Das FA beanstandet, das FG habe sich im Streitfall nicht mit den detaillierten formellen Anforderungen an einen Versorgungsvertrag auseinander gesetzt. Es rügt damit die schlichte Rechtswidrigkeit der Vorentscheidung. Sein Vortrag zeigt keinen offensichtlichen Rechtsanwendungsfehler von erheblichem Gewicht im Sinne einer willkürlichen oder greifbar gesetzeswidrigen Entscheidung auf (vgl. z.B. , BFH/NV 2003, 1445, m.w.N.). Zudem hat sich das FG mit den formellen Anforderungen an einen Versorgungsvertrag ausdrücklich befasst. Aus dem Ausspruch des (BFHE 196, 30, BStBl II 2001, 837), wonach von Willkür nicht gesprochen werden könne, wenn sich das Gericht mit der Rechtslage eingehend auseinander setze und seine Auffassung nicht jeder Rechtsgrundlage entbehre, kann nicht der Umkehrschluss gezogen werden, jede finanzgerichtliche Entscheidung, die sich nicht mit sämtlichen rechtlichen Details auseinander setzt, weise bereits einen Fehler von erheblichem Gewicht im oben dargestellten Sinne auf.

2. Nichtzulassungsbeschwerde der Kläger

a) Die Kläger haben im Zusammenhang mit der Änderung nach § 165 der Abgabenordnung (AO 1977) keine Gründe dargelegt, die zur Zulassung der Revision nach § 115 Abs. 2 Nrn. 1, 2 FGO führen.

aa) Soweit das FG die Befugnis des FA zur Änderung der Einkommensteuerbescheide für die Streitjahre 1995 und 1996 auf § 165 Abs. 2 Satz 1 AO 1977 gestützt hat, ist es nicht vom (BFHE 152, 43, BStBl II 1988, 234) abgewichen.

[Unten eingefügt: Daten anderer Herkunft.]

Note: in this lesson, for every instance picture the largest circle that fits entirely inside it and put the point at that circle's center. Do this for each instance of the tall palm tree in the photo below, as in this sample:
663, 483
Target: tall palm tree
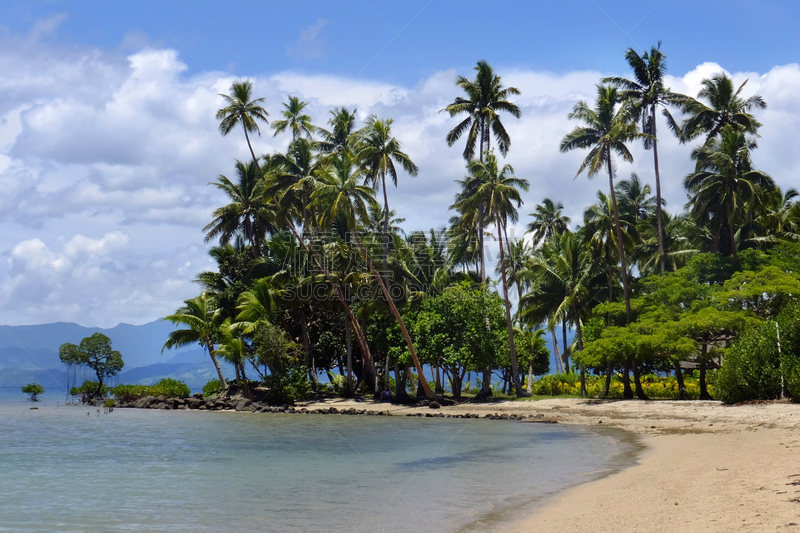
498, 190
340, 199
341, 135
548, 221
199, 316
646, 93
725, 184
248, 212
242, 110
378, 153
294, 120
606, 129
485, 97
725, 106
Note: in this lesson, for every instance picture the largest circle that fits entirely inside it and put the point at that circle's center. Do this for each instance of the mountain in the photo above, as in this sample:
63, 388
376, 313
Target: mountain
30, 353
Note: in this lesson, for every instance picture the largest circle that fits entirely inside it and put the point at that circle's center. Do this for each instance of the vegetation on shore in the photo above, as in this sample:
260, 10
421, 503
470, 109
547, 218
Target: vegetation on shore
316, 276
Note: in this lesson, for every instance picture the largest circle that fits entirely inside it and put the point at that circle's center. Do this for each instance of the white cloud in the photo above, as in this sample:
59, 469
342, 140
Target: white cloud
105, 160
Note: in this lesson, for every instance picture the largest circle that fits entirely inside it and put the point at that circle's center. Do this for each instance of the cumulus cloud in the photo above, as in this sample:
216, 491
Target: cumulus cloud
105, 160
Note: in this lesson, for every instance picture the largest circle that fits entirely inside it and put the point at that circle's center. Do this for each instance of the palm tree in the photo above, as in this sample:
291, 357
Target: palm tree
294, 120
341, 136
645, 94
725, 106
340, 199
485, 97
199, 316
725, 184
497, 190
607, 128
378, 153
548, 221
241, 110
246, 213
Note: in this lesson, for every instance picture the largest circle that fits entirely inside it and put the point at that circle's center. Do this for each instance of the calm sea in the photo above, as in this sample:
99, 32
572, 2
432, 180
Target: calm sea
70, 468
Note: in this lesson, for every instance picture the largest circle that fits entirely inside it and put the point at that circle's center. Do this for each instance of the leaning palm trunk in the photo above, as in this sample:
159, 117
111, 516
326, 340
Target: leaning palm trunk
210, 348
423, 382
624, 267
512, 352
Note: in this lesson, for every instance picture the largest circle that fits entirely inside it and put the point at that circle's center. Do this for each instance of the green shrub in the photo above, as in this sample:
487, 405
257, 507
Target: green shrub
172, 388
288, 387
212, 387
34, 389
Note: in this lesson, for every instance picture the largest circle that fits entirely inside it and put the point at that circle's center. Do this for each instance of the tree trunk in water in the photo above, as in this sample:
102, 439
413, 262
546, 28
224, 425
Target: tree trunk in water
579, 330
565, 353
661, 248
679, 378
637, 381
512, 352
627, 393
210, 348
349, 342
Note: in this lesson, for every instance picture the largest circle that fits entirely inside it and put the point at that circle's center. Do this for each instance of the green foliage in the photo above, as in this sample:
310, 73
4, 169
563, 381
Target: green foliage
96, 353
212, 388
171, 388
89, 387
34, 389
288, 387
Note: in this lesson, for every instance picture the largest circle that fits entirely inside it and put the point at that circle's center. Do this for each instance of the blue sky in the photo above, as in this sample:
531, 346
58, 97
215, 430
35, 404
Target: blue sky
403, 42
108, 138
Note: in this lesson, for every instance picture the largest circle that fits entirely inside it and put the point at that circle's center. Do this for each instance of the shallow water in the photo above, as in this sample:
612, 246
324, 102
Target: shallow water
66, 468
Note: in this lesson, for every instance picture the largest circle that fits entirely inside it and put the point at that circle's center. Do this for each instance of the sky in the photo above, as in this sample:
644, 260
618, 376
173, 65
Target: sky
108, 139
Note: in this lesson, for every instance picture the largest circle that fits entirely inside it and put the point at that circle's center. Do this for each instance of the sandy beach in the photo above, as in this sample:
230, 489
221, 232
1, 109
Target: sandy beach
705, 466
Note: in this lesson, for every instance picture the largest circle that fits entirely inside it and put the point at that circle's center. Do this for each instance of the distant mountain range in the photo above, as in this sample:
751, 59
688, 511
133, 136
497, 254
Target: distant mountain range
30, 353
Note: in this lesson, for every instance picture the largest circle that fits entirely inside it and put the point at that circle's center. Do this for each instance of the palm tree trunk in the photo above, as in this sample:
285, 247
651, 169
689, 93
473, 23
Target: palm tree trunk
565, 352
620, 244
661, 248
512, 352
210, 348
425, 387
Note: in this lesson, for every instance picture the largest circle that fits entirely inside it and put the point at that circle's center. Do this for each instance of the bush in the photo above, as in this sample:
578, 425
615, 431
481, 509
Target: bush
288, 387
212, 387
34, 389
171, 388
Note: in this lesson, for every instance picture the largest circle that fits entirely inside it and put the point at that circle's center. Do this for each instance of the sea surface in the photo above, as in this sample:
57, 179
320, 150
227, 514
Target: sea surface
72, 468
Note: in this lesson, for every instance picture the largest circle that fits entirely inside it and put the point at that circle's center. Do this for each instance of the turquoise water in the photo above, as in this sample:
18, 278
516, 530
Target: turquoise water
142, 470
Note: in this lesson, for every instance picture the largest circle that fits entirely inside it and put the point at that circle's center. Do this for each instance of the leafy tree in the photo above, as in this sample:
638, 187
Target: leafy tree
645, 94
94, 352
726, 107
243, 111
34, 389
485, 98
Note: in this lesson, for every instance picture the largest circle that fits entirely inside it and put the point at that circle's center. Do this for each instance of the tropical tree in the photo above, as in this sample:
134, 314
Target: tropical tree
242, 110
247, 214
199, 316
378, 152
294, 120
725, 107
645, 94
94, 352
485, 98
340, 199
606, 129
548, 221
725, 184
497, 190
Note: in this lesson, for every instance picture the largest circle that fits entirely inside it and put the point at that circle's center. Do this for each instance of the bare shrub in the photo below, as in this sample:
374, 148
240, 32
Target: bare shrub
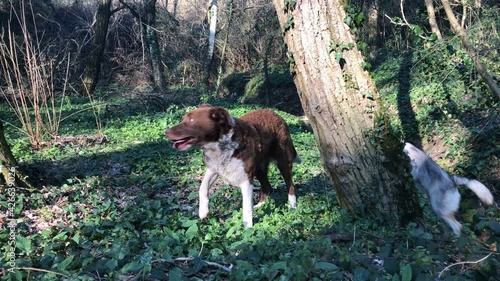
29, 76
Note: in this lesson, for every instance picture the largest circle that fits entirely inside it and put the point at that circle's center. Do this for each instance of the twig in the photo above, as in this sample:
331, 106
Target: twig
213, 264
463, 262
41, 270
406, 23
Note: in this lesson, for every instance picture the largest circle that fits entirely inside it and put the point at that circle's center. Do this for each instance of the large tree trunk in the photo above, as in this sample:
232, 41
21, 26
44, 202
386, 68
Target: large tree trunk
339, 98
457, 28
91, 76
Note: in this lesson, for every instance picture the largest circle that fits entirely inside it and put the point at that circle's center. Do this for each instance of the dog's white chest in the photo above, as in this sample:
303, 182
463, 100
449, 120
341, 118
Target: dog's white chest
219, 158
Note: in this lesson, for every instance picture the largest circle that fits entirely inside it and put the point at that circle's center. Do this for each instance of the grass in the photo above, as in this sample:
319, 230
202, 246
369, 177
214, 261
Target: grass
126, 209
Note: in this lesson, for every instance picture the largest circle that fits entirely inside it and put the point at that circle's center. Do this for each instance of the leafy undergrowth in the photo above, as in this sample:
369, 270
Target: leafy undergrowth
126, 209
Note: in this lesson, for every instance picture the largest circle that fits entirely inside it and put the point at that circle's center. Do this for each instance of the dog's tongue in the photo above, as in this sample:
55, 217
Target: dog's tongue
183, 143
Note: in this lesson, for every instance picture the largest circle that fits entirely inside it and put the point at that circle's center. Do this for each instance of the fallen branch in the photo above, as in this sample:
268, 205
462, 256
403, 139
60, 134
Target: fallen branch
353, 237
463, 262
42, 270
81, 139
209, 263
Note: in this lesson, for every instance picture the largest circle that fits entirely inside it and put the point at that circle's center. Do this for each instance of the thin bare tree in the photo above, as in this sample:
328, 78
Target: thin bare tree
429, 4
481, 69
93, 68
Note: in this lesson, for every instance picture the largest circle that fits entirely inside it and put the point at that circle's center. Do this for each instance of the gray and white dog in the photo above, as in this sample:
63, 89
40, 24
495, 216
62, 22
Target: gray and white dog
441, 188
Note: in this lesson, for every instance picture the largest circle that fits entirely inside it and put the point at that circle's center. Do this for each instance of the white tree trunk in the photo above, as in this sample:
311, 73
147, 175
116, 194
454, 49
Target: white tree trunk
213, 26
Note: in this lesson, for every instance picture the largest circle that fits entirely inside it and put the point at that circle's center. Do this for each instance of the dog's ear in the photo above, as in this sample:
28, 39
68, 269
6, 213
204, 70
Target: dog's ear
221, 116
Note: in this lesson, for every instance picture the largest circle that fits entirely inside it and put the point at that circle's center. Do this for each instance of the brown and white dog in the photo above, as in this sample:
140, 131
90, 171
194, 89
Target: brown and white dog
238, 149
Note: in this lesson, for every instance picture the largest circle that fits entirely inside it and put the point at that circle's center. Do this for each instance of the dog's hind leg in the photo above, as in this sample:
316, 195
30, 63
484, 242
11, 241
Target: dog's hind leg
264, 183
247, 194
208, 180
285, 167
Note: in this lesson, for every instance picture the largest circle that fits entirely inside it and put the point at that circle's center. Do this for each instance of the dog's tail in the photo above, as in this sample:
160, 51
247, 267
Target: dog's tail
297, 159
481, 191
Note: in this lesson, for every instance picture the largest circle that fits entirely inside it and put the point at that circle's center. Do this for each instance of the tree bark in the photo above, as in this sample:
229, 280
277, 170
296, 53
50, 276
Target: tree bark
363, 161
154, 53
429, 4
455, 25
212, 16
91, 76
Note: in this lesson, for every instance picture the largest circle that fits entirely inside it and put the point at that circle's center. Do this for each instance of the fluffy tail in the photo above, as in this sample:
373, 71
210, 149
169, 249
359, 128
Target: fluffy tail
481, 191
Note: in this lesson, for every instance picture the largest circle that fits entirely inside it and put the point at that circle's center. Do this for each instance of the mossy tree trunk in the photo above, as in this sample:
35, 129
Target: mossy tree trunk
362, 158
93, 68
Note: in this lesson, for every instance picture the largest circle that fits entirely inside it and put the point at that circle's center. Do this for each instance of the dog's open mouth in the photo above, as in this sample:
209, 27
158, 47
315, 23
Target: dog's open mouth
185, 143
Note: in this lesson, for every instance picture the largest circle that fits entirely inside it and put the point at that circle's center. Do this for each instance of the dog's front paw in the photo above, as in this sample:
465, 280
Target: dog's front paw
247, 224
203, 212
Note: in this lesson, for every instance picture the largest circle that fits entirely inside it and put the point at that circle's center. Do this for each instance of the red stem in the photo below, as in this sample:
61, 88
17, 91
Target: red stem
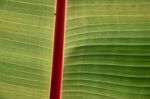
57, 62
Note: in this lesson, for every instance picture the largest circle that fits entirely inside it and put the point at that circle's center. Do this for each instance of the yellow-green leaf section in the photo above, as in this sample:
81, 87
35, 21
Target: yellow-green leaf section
26, 33
107, 50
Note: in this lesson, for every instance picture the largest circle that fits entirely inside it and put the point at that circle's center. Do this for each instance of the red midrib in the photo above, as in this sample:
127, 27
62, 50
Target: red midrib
57, 62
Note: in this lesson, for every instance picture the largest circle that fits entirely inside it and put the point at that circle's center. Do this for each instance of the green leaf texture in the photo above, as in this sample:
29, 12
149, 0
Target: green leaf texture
26, 28
107, 50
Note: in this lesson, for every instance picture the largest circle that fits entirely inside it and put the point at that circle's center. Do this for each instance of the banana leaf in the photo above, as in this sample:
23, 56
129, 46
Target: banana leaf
26, 36
107, 50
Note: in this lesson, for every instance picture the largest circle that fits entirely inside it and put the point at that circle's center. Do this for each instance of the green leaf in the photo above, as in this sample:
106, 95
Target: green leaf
107, 50
26, 33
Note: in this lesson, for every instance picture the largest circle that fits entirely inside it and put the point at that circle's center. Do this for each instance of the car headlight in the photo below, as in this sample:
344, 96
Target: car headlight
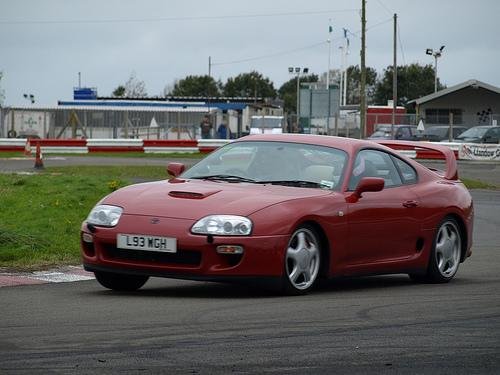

Der Entscheidung des BFH ist ein Rechtssatz, wonach eine Änderung eines Steuerbescheides aufgrund des § 165 Abs. 2 Satz 1 AO 1977 zwingend zu einer endgültigen Festsetzung führen muss, nicht zu entnehmen.

Der BFH hatte in der zitierten Entscheidung darüber zu entscheiden, ob ein Vorläufigkeitsvermerk (§ 165 Abs. 1 AO 1977), der im Hinblick auf die Ungewissheit einer steuerrelevanten Tätigkeit ergangen ist, auch die Höhe der (eventuell) steuerpflichtigen Einkünfte erfasst. Hierzu hat er den Rechtssatz aufgestellt, dass das FA bei der endgültigen Steuerfestsetzung auch die von der tatsächlichen Ungewissheit nicht betroffenen, aber zunächst hingenommenen rechtlichen Fehlbeurteilungen des Steuerpflichtigen zur Abzugsfähigkeit von Betriebsausgaben ändern kann. Zu der im Streitfall entscheidungserheblichen Frage, ob einer vorläufigen Steuerfestsetzung unmittelbar eine endgültige folgen muss, musste der BFH aus tatsächlichen Gründen nicht Stellung nehmen, weil dort die Ungewissheit über die Voraussetzung für die Entstehung einer Steuer bei Erlass des Änderungsbescheides beseitigt war.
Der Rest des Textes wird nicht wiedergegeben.